Ars, stop alla riforma degli enti locali: respinte la norma sul terzo mandato e l’ipotesi del consigliere supplente

Nel corso della votazione in Aula, l’Assemblea regionale siciliana ha respinto, tramite scrutinio segreto, i due cardini rimasti del provvedimento di riforma sugli enti locali. Sono infatti decadute sia la disposizione che avrebbe introdotto nell’Isola la figura del consigliere comunale supplente, sia l’articolo che avrebbe consentito ai sindaci dei Comuni con popolazione inferiore a 15 mila abitanti di candidarsi per un terzo mandato.

Il voto ha sostanzialmente archiviato ciò che restava dell’intervento normativo, nonostante le sollecitazioni rivolte ai deputati regionali, tra cui quelle avanzate da Anci Sicilia, l’associazione dei Comuni presieduta da Paolo Amenta.

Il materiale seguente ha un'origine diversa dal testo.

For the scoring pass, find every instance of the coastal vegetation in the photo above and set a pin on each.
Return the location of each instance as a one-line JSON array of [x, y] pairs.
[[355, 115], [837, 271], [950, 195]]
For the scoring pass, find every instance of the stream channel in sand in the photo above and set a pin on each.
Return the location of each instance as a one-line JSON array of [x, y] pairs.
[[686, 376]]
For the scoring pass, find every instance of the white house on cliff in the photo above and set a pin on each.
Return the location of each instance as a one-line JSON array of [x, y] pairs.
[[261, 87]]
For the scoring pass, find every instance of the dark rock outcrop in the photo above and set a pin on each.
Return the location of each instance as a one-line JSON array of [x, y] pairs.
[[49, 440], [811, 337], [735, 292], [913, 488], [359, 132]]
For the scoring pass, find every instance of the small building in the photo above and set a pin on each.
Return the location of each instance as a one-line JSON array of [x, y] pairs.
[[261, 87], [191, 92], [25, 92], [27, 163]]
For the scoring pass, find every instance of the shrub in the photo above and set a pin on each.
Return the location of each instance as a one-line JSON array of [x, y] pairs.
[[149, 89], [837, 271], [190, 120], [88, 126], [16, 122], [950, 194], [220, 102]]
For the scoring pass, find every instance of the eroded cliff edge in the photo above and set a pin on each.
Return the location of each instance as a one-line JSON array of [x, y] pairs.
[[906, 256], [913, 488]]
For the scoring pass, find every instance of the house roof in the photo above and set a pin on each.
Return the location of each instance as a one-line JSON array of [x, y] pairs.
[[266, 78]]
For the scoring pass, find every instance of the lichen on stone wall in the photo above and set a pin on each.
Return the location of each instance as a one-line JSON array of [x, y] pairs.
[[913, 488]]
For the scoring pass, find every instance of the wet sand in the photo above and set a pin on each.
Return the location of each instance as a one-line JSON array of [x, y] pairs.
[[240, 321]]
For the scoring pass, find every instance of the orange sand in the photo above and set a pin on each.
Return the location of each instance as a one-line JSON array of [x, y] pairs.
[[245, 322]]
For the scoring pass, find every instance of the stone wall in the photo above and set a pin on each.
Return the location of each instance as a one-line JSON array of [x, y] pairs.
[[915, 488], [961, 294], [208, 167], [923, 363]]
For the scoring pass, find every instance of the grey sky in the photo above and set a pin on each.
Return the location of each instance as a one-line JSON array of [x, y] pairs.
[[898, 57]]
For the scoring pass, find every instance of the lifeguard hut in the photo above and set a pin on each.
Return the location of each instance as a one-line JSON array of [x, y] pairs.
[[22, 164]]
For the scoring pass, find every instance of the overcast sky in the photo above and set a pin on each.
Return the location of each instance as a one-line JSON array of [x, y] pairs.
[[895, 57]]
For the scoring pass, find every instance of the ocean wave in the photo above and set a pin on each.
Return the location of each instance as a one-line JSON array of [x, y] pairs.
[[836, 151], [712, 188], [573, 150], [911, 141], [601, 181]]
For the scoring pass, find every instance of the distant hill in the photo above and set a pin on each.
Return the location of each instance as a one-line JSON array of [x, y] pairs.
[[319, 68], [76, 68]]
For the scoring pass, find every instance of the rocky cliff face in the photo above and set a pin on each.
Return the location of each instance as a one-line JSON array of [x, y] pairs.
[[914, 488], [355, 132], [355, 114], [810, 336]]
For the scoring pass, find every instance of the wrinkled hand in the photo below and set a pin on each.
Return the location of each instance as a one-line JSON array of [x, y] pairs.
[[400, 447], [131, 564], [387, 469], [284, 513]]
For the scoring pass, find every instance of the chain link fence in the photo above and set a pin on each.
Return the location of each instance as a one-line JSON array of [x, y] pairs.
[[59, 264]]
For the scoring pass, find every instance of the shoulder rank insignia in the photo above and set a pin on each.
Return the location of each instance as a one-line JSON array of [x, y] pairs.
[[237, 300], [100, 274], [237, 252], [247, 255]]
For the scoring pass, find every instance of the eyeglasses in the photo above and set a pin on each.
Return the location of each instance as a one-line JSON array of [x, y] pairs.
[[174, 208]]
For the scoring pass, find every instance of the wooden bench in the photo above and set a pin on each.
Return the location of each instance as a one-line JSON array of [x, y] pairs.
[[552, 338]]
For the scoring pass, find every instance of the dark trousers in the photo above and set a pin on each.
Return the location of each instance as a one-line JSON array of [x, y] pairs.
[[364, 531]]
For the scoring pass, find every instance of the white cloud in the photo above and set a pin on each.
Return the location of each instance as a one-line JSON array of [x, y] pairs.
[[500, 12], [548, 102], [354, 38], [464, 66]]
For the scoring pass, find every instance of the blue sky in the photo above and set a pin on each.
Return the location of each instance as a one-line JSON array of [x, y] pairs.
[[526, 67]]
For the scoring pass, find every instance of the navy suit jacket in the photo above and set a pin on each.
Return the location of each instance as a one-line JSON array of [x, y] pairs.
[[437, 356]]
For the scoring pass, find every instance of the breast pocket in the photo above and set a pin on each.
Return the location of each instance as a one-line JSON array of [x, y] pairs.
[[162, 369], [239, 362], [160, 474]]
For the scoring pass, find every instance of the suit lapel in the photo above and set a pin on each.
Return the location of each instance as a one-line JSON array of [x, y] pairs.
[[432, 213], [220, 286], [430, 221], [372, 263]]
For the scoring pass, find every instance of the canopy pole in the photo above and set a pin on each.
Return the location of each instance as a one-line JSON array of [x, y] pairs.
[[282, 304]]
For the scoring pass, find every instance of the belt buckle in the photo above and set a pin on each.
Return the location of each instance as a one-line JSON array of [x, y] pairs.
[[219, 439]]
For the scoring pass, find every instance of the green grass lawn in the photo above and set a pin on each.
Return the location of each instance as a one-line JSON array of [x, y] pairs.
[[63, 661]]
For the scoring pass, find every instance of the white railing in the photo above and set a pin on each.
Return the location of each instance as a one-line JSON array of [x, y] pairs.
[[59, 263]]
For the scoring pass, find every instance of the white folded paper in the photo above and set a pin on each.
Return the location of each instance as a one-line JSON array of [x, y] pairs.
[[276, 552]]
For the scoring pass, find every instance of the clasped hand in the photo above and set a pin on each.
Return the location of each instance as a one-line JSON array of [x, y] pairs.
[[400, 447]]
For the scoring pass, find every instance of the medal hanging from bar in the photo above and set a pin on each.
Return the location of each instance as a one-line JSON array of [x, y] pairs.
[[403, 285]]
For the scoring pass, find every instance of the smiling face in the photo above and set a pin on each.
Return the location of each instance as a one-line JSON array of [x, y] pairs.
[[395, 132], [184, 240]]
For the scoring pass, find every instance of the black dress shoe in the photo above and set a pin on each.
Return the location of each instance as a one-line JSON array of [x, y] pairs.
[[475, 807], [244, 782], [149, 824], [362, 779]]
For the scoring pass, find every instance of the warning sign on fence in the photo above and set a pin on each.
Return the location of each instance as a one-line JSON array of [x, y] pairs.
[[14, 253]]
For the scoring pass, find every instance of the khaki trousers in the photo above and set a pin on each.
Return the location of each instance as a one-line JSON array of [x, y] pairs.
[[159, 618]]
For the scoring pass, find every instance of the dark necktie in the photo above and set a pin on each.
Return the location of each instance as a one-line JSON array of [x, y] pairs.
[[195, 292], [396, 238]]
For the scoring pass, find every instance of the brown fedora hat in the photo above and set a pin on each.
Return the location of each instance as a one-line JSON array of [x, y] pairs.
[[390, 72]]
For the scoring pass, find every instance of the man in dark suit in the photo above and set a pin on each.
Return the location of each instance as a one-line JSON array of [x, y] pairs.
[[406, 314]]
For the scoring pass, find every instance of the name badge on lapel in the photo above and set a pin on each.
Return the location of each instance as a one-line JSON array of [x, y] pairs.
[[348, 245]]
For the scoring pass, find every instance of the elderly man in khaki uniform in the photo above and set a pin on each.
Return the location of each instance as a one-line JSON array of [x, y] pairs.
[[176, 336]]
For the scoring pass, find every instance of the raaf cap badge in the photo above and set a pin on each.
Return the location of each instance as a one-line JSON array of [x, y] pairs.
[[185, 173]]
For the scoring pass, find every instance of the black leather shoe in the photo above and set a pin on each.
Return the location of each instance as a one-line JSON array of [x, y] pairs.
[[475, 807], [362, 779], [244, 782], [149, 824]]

Quanto al consigliere supplente, la misura mirava a prevedere la sostituzione del consigliere nominato in giunta con il primo dei non eletti della medesima lista, garantendo continuità alla rappresentanza in Consiglio. La proposta è stata bocciata con 32 voti contrari e 22 favorevoli, un esito che evidenzia una frattura interna alla maggioranza, con un numero significativo di voti difformi rispetto alla linea attesa.

Esito analogo per la norma relativa al terzo mandato dei sindaci nei piccoli Comuni, respinta con un margine ancora piĂą ampio: 34 voti contrari e 24 favorevoli.